Récits des abus commis par la police pendant l’Opération Likofi IV
Les noms des victimes ont été remplacés par des pseudonymes pour protéger leurs proches et les témoins.
Les exécutions extrajudiciaires perpétrées pendant l’Opération Likofi IV que Human Rights Watch a documentées ont suivi des schémas clairs. La police a appréhendé des jeunes hommes et des adolescents la nuit, sans présenter de mandat, à leur domicile familial ou dans d’autres lieux où ils dormaient ou travaillaient, comme des hôtels, des chantiers, des entrepôts, des bars et des boutiques. Les preuves disponibles montrent que la police a généralement conduit les victimes dans un lieu non identifié et les a étranglées ou les a abattues. La police a exécuté sommairement au moins trois membres de gangs présumés en présence de leurs proches.
Les forces de sécurité étaient souvent accompagnées par un kuluna présumé, portant lui aussi parfois un masque, qu’elles utilisaient comme informateur pour savoir où les autres kulunas présumés passaient la nuit.
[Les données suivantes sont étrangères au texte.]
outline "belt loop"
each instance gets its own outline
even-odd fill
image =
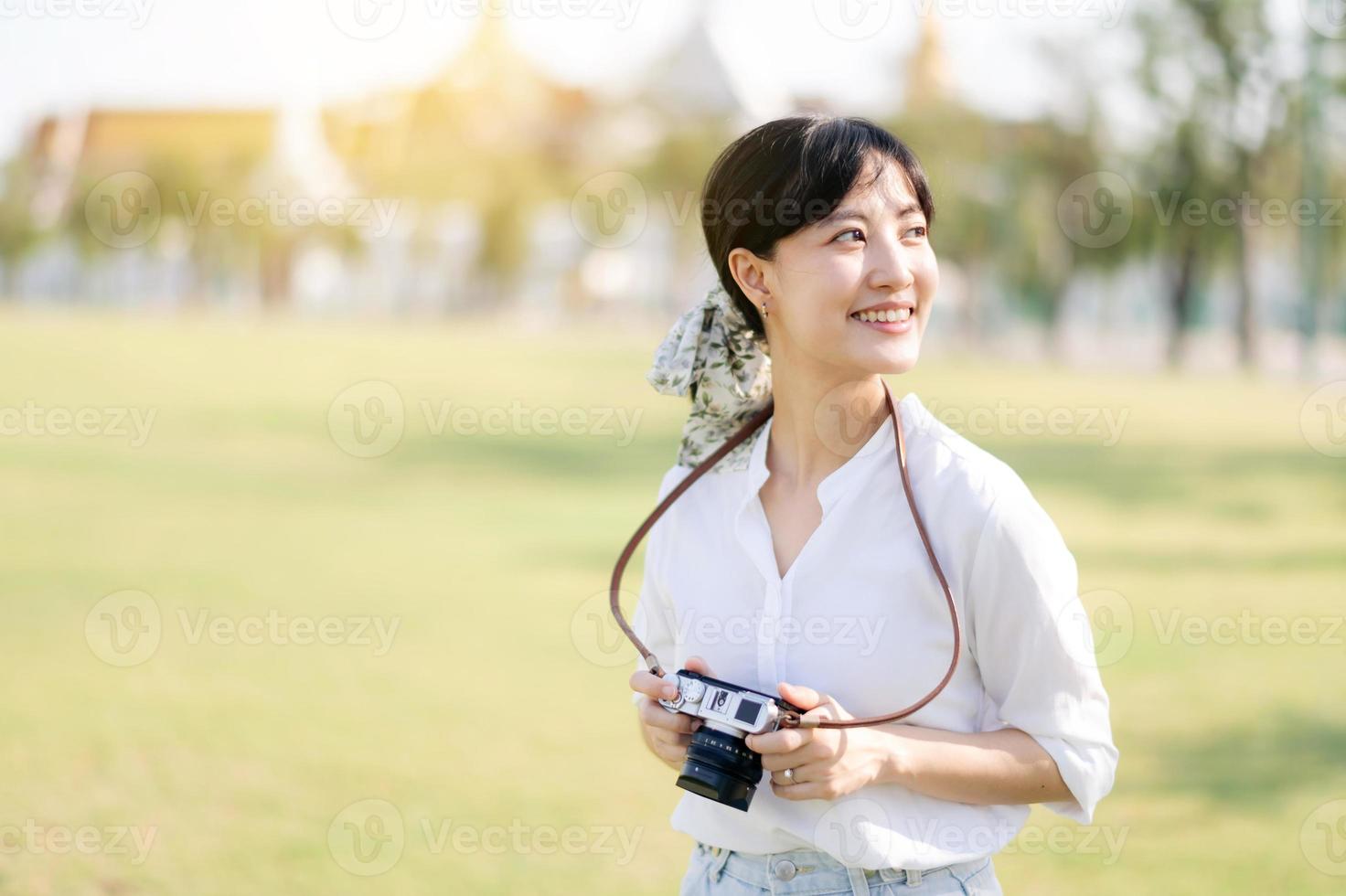
[[[711,868],[708,873],[711,874],[711,880],[719,884],[720,874],[724,872],[724,866],[730,861],[730,853],[734,850],[724,849],[723,846],[707,846],[707,849],[711,850]]]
Dans au moins trois cas, ces « guides » ont aussi été tués. La police a parfois pris les téléphones, l’argent et d’autres effets personnels trouvés pendant les arrestations. Le lendemain matin, aux premières heures, la police abandonnait les corps des victimes près de l’endroit où l’arrestation avait eu lieu. Dans deux cas, les corps ont été abandonnés dans la banlieue de Kinshasa, loin de la maison familiale.
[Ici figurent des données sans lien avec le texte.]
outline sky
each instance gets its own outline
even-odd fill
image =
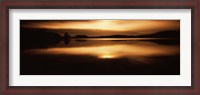
[[[21,27],[45,28],[59,34],[68,32],[71,35],[92,36],[145,35],[180,30],[180,20],[21,20],[20,24]]]

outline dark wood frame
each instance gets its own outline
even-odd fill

D’après les récits des membres des familles et des personnes qui ont trouvé les corps, y compris un employé de la morgue, des officiers de police et un caméraman, 23 des victimes avaient des marques nettes de strangulation alors que quatre autres présentaient des blessures par balle. Certains avaient des marques indiquant qu’ils avaient eu les bras ligotés dans le dos, alors qu’au moins trois avaient les parties génitales coupées et d’autres avaient des dents cassées ou des blessures par arme blanche.
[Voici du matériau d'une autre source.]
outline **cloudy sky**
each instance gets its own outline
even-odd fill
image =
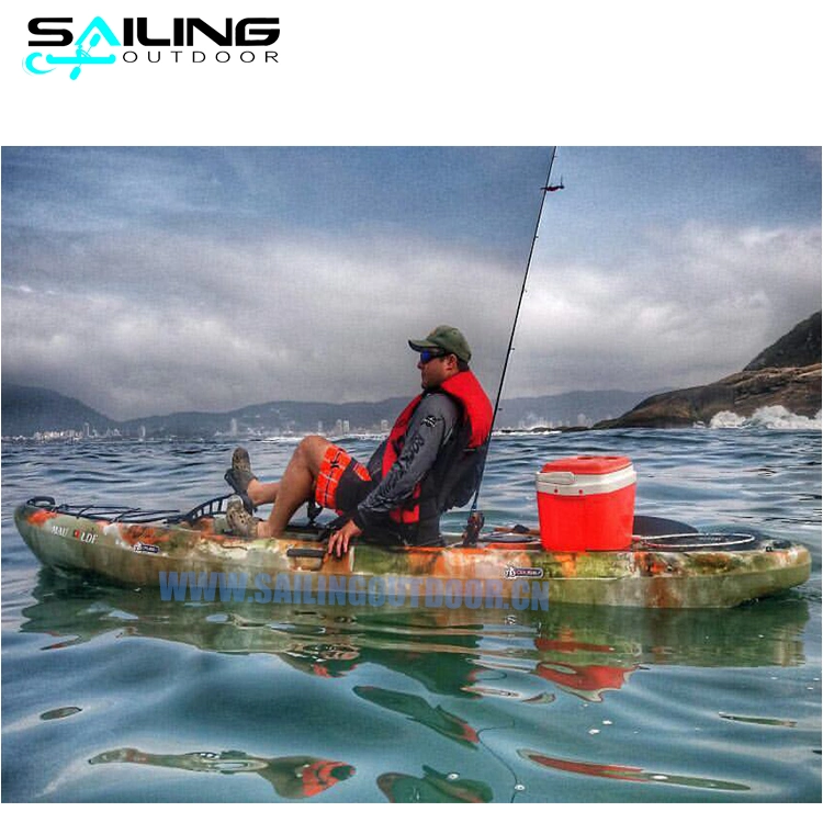
[[[548,148],[3,148],[2,379],[116,419],[499,381]],[[821,307],[821,151],[565,148],[505,395],[695,385]]]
Dans la plupart des cas, les cadavres gisaient dans la rue pendant plusieurs heures, suscitant la panique et la peur parmi les habitants, jusqu’à ce que des policiers en uniforme les ramassent et les amènent à la morgue. La police a souvent intimidé les membres des familles des victimes et, dans certains cas, leur a interdit d’organiser des funérailles ou une cérémonie de deuil traditionnelle, forçant les familles à se rendre directement au cimetière après que le corps a été récupéré à la morgue.
Certaines familles n’ont pas pu récupérer les corps à la morgue en raison de frais exorbitants. Human Rights Watch a aussi documenté des cas dans lesquels les corps des victimes ont été conservés dans de très mauvaises conditions et se sont décomposés rapidement, obligeant les familles à procéder directement à l’enterrement. Le père de l’une des victimes a été contraint de signer un document au commissariat de police de Kalamu dissimulant les circonstances complètes entourant la mort de son fils.
Human Rights Watch n’a pu identifier aucun effort de la police congolaise pour enquêter sur ces meurtres illégaux et ces disparitions forcées.